Trans

Maybe it’s in the air, I dunno. But I’m hoping yesterday’s storms–seen to be literally a wall of brown out the windows of Bunker’s–cleared about ten days’ worth of bad karma. You know, an accumulation of weird breakdowns, bad communication, minor automotive hiccups, moving violations, unspeakable regression, birds gathering in strange symmetric formations on top of billboards, potentially song-ending skips of the needle across the twelve-inch dance-mix of life. (Karl dying, for example.) Sometimes we try too hard, fight too much, get too wrapped up in ourselves. I do, anyway.

So I’m riding my bike, which I do instead of lunch on Tuesdays, on the bike path past Mill City Musuem just beyond the new Guthrie skyway-to-nowhere. Hot as a two-peckered billygoat. I can see four figures ahead on the bike path: One, a city worker with a weed-whacker, not far from her little John Deere lawn tractor. What appears to be a very large woman in a green tank-top, a lunch-time walker, standing nearby making conversation. And beyond, a doughy couple, recently retired yuppies on nice mountain bikes.

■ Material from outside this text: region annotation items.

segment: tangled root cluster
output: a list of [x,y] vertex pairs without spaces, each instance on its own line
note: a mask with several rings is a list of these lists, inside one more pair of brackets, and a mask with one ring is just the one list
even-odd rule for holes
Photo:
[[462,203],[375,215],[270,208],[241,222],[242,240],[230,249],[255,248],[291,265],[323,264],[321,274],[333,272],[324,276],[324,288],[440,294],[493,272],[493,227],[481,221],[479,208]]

It goes down like this: I pass the weed-whacker and the woman in the green tank top, who turns out to be a deep-voiced man with huge breasts. She or he is holding out her hand to the weed-whacker, as if to shake hands. The weed-whacker does not take the hand, but keeps holding the whacker, not unfriendly, really, just busy–which suddenly makes me think the man-woman is pointing at something with an open hand. S/he says, “Well, don’t work too hard, it’s awfully hot out here.” His/her hair is really frizzy straw blonde, could be a wig I suppose. My thought was not cynical or sarcastic. I said to myself, That’s a transgendered person. My city. My bike path. My people. Cool!

As I peddled a little farther, I reached the yuppie couple, who were struggling against a light wind and the powerful heat, same direction only much slower. They were in shorts and tee-shirts, big bubble helments. He was ahead of her. And she called up to him, plainly referring to the person we’d just passed. “What was that?” she said, with plain disgust.

It made me sad. And a little mad. Like I said, maybe it’s in the air. It can never rain hard enough, I guess.